Management of Chronic Lymphocytic Leukemia in 2020 - Episode 9
Transcript:
William Wierda, MD, PhD: Moving on into additional combinations, there are data that were presented here, and last year, and then updates that our group from The University of Texas MD Anderson Cancer Center reported on combinations of BTK [Bruton tyrosine kinase] plus BCL2 [B-cell lymphoma 2 protein]. The CAPTIVATE trial was updated here at ASH [the American Society of Hematology annual meeting], so maybe Jacqueline you can give us a summary on what’s happening with combination therapy, combination targeted therapy, and where we think that’s going.
Jacqueline Barrientos, MD: Yes. Nitin Jain, MD, from MD Anderson presented the longer follow-up on patients treated with ibrutinib and venetoclax, ibrutinib being used as a debulking agent. And then you add on venetoclax. What we see with longer follow-up is that you can achieve deeper responses. And so at this moment there are some people who are still not able to achieve an undetectable level of MRD [minimal residual disease], and the study is considering modifying the protocol to extend them to give them another year, kind of like an MRD-driven practice, to see if they can get a deeper remission, and with that, a longer remission duration once you stop both drugs. And in terms of patients who have stopped this therapy, many of them are still in remission, which is something that is very encouraging. And we see that supported by the data presented by Constantine Tam, MD, MBBS from the CAPTIVATE trial follow-up from the last year, when you presented the initial presentation.
Currently that study is a combination with a fixed-duration dosing. The presentation also shows that patients can achieve lower TLS [tumor lysis syndrome] risk with the debulking at the time of reassessment when the venetoclax is going to be administered and initiated. Patients can achieve a deeper remission in terms of MRD depth achievement, and also there’s no higher risk of toxicity other than what we would expect from single agents. So there’s no new sickness, and that’s also very encouraging. I think it’s possible that in the future instead of using a BTK with a monoclonal antibody, we may be choosing to use a BCL2 agent, but at this moment the Intergroup studies are for BTK plus monoclonal antibody, obinutuzumab, plus or minus venetoclax. So we’re still going to have to wait a little bit longer for American data for that.
William Wierda, MD, PhD: So combination BTK, BCL2, and not standard of care, being studied in phase III trials. Are you optimistic about that strategy?
Jacqueline Barrientos, MD: I am very optimistic from the data that have been presented.
William Wierda, MD, PhD: And fixed duration you think is important....
Jacqueline Barrientos, MD: That’s one of the questions that was posted in the session. Would you use an approach where you tell everyone, use 15 months of combinational therapy, or would you do MRD-driven? I don’t think at this moment we can answer that. I may agree with the presenter saying that from a population perspective, it might be easier in the community to just do fixed-duration regimen instead of MRD-driven, because it might be too complicated.
William Wierda, MD, PhD: MRD monitoring by blood, bone marrow biopsy, how do you think about those things?
Jacqueline Barrientos, MD: From what I’m seeing, the concomitant rate is very similar. I think from the data from the CLL14 trial, you can just go by the peripheral blood. But I don’t know how my colleagues feel, if you feel strongly that you have to pursue a bone marrow biopsy.

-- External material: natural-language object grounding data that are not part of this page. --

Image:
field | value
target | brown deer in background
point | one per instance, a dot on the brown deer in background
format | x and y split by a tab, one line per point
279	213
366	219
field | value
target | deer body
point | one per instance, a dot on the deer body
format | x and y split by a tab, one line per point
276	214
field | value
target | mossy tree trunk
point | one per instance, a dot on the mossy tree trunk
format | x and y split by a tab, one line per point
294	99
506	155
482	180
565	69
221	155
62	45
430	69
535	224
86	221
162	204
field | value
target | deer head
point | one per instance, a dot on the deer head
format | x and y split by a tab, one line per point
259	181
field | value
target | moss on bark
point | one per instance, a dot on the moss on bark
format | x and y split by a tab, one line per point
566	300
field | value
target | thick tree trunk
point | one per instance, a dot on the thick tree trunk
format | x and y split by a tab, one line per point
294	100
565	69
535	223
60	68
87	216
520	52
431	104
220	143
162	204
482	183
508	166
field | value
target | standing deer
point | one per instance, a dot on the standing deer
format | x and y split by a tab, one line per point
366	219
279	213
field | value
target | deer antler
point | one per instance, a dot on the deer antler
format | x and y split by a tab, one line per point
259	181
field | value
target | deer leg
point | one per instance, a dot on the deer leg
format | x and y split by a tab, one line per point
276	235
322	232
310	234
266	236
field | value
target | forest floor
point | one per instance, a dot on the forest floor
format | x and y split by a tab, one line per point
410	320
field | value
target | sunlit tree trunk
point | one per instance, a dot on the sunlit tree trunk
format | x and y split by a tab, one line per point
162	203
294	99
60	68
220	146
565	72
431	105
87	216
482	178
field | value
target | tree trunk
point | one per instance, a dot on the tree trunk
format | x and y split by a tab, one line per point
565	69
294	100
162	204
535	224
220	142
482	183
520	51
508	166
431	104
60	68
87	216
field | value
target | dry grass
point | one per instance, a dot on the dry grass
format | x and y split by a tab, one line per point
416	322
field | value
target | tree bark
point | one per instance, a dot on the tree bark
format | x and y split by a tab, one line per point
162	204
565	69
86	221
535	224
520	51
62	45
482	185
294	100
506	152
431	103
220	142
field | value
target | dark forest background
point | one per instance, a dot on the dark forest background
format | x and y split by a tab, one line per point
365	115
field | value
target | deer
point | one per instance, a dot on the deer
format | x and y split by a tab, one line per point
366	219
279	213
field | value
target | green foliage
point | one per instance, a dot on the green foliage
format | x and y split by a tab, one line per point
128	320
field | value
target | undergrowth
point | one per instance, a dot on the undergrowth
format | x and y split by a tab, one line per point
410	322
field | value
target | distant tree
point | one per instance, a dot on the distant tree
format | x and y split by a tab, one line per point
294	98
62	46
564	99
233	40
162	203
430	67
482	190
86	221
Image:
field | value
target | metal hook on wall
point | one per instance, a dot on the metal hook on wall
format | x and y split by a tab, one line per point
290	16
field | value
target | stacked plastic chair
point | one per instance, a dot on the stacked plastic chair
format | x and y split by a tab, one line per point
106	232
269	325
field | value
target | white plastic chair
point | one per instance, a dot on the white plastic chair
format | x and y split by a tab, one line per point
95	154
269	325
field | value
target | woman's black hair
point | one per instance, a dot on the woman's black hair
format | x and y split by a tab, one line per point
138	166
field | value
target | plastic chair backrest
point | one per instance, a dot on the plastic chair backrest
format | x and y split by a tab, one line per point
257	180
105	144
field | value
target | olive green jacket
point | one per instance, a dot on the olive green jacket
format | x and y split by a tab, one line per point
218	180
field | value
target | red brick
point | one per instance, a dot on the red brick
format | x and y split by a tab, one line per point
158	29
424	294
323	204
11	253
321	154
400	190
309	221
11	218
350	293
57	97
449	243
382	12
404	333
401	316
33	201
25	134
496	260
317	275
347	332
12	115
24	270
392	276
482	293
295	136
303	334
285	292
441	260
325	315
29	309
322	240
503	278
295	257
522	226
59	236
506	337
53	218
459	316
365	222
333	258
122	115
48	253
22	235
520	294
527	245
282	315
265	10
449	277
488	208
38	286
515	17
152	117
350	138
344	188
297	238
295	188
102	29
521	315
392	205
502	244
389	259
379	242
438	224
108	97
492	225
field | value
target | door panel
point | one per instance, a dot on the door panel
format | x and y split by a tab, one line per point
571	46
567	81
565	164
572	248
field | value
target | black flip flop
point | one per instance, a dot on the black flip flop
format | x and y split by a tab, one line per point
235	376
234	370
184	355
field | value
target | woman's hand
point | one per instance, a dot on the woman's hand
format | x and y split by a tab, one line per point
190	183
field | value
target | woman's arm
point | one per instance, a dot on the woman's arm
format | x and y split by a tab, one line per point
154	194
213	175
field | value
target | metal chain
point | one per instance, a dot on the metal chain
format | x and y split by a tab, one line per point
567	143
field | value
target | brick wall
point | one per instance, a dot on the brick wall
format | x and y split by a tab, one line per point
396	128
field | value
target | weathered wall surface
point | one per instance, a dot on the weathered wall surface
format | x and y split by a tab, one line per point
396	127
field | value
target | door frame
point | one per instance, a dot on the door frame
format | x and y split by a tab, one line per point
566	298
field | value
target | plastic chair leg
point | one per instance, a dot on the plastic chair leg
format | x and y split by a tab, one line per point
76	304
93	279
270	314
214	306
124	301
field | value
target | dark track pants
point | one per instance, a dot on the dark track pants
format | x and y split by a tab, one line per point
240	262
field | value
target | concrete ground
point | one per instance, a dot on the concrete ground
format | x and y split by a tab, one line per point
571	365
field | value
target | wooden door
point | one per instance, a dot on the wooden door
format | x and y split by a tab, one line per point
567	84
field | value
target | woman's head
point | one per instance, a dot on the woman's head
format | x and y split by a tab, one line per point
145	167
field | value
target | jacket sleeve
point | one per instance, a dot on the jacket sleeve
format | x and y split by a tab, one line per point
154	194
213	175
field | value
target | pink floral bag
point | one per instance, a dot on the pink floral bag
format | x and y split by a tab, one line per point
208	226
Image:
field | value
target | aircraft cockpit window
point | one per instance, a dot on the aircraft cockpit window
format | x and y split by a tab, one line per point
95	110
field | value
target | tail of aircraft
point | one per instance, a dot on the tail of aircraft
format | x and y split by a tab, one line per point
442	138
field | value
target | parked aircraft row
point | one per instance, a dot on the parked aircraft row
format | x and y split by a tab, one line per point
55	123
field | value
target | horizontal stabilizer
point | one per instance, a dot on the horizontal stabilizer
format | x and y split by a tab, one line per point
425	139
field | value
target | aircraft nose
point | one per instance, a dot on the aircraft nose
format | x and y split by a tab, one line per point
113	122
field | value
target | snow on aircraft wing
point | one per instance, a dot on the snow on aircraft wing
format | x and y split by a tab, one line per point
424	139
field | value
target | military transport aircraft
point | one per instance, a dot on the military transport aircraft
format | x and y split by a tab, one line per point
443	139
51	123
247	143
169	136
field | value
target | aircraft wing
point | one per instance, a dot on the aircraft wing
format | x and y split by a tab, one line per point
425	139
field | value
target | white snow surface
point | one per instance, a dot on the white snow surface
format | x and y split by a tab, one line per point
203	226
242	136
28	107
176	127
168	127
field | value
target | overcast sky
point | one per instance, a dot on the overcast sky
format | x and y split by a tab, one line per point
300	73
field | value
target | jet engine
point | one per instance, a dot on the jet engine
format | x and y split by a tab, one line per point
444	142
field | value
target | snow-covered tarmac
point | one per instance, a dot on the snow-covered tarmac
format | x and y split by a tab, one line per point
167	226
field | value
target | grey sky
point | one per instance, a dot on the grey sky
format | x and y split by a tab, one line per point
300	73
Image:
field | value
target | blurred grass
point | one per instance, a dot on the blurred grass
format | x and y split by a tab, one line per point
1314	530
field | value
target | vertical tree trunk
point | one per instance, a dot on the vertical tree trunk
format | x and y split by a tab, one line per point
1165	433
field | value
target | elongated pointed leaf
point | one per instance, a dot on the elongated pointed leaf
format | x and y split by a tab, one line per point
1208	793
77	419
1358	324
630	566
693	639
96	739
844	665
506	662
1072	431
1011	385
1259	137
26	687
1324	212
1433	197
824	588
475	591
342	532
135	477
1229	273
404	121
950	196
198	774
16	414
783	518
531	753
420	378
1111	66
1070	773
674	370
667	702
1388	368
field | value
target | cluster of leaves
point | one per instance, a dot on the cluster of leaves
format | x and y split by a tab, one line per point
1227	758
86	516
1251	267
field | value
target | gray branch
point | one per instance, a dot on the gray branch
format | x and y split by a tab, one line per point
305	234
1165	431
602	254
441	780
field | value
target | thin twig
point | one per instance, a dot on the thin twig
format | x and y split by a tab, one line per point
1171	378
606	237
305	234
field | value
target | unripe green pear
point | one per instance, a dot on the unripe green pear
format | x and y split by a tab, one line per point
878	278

Stephen Opat, MBBS: I’ll take a step back. I guess interpreting all these studies, it’s really important to determine what’s the most important end point, and is it progression-free survival, is it overall survival? Is it better to give the drugs concurrently or sequentially? All these questions are yet to be answered. On the specific question of a bone marrow biopsy in the setting of the clinical trial, it seems that sequentially if you’ve cleared the MRD from the peripheral blood, you could potentially do a bone marrow biopsy on those patients, which is a small number of patients; you may find a slight difference, it’s less than a log or half a log difference in the levels of MRD between peripheral blood and bone marrow. It’s higher with chemotherapy and less with novel agents. But I think outside of a clinical trial, I don’t think for the individual patient there’s any indication to monitor MRD at this stage.
Shuo Ma, MD, PhD: I think it depends on the regimen. The concordance between peripheral blood MRD versus bone marrow MRD, for example, the venetoclax plus obinutuzumab combination, the concordance is close to 90%, which is pretty good. Whereas for example, the ibrutinib plus venetoclax study, the peripheral blood MRD undetectable rate was almost 100% versus 68% when you’re doing it in the bone marrow. So there’s still a big difference.
Still the bone marrow MRD assessment is the golden standard in a clinical trial setting, but in the clinical practice I think it’s probably, the peripheral blood is a good parameter to monitor disease.